El Independiente
La directrice exécutive de l’IEAM analyse les limites du modèle italien en Albanie, les faibles taux de retour en Europe et les garanties qui doivent accompagner tout mécanisme de transfert vers un pays tiers.
18 JUIN 2026 · Équipe IEAM · 5 min de lecture
Beatriz de León Cobo, directrice exécutive de l’Instituto Español de Análisis Migratorio —IEAM—, a contribué à un reportage d’El Independiente sur l’évolution de la politique européenne de retour et la possibilité que d’autres États membres développent des mécanismes inspirés des centres italiens en Albanie.
Ce débat intervient alors que l’Union européenne cherche à améliorer l’efficacité des procédures de retour et à explorer de nouvelles formes de coopération avec les pays tiers.

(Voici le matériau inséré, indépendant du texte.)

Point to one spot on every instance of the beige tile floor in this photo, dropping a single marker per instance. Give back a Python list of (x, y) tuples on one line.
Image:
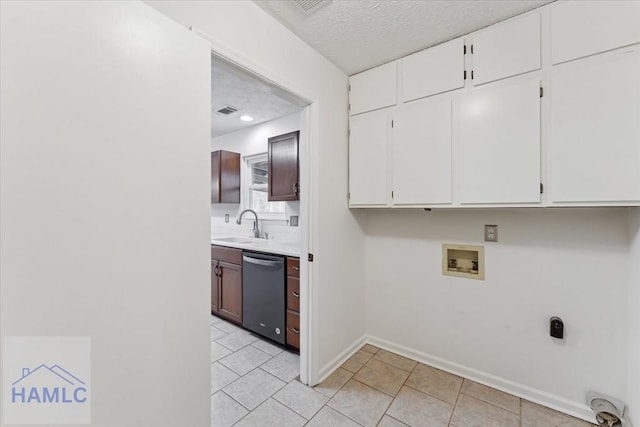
[(254, 383)]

Des décisions de retour à leur exécution
L’un des principaux défis de la politique migratoire européenne est l’écart entre les décisions de retour adoptées et celles effectivement exécutées. Seule une partie des ressortissants de pays tiers faisant l’objet d’une décision de retour sont effectivement renvoyés dans leur pays d’origine.
Les difficultés d’identification, le manque de coopération effective de certains pays d’origine et les contraintes juridiques et diplomatiques contribuent à expliquer cette situation.

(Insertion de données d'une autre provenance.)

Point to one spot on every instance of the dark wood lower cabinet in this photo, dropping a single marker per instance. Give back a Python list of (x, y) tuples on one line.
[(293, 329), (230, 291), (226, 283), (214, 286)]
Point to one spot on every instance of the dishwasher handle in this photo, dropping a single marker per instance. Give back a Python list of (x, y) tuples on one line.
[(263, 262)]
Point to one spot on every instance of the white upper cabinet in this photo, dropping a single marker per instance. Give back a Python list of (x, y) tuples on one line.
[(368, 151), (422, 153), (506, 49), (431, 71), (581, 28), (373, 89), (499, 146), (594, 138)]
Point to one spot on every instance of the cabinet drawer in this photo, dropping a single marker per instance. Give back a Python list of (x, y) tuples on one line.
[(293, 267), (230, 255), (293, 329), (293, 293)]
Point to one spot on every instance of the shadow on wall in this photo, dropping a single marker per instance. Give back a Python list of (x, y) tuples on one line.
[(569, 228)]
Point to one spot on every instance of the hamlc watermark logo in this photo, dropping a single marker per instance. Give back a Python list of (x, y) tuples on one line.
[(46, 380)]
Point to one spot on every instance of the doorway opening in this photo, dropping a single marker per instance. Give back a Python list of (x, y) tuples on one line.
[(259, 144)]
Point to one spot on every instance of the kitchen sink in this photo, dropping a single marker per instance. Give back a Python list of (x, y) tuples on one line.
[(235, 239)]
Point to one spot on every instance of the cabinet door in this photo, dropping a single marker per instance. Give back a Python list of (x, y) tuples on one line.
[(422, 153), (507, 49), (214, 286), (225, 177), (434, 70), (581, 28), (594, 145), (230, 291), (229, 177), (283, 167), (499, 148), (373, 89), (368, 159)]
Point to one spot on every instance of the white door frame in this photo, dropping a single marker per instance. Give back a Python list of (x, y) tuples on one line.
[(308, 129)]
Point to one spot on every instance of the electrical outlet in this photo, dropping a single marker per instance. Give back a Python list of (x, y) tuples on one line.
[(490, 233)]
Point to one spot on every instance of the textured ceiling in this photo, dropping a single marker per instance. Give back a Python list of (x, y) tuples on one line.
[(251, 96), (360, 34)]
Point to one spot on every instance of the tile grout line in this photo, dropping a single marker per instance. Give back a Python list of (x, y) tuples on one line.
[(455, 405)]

Évaluer l’expérience italienne en Albanie
Le reportage analyse les centres de Shengjin et de Gjader établis par l’Italie en Albanie, dont le modèle a été modifié à la suite de différentes décisions judiciaires.
Selon Beatriz de León Cobo, l’expérience italienne fournit des enseignements à étudier avant de chercher à la reproduire à l’échelle européenne. Il ne suffit pas de déterminer si une mesure est juridiquement possible : il faut aussi évaluer son efficacité opérationnelle, ses coûts et ses résultats concrets.

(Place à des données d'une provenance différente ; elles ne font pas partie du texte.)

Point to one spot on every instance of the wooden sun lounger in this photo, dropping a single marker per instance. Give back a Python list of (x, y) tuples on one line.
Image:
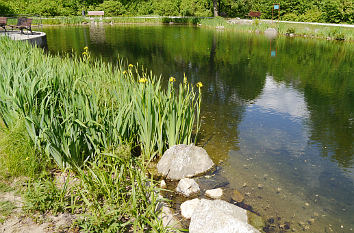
[(23, 23), (3, 22), (254, 14)]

Évaluer les risques individuellement
L’élargissement des mécanismes faisant intervenir des pays tiers dans les procédures migratoires européennes constitue un autre enjeu central. Considérer un État comme sûr ne supprime pas l’obligation d’évaluer les circonstances individuelles de chaque personne.
La nationalité, l’origine, le profil politique, le genre ou d’autres caractéristiques peuvent entraîner des risques spécifiques, même dans un pays généralement considéré comme sûr. Tout mécanisme de transfert ou de retour doit préserver les garanties prévues par le droit européen et international.
Concilier efficacité et garanties
Pour l’IEAM, le défi est d’éviter aussi bien un système incapable d’exécuter ses propres décisions qu’un modèle cherchant à gagner en efficacité en affaiblissant les garanties individuelles.
Les politiques de retour nécessitent des accords opérationnels avec les pays d’origine, des procédures administratives rapides et des mécanismes de contrôle adaptés. Elles doivent aussi garantir qu’aucune personne ne soit envoyée dans un lieu où elle pourrait subir des risques incompatibles avec les obligations européennes de protection.
Le reportage a été publié par El Independiente le 18 juin 2026 sous le titre Así son los centros para inmigrantes de Meloni en Albania que la UE quiere replicar en otros países.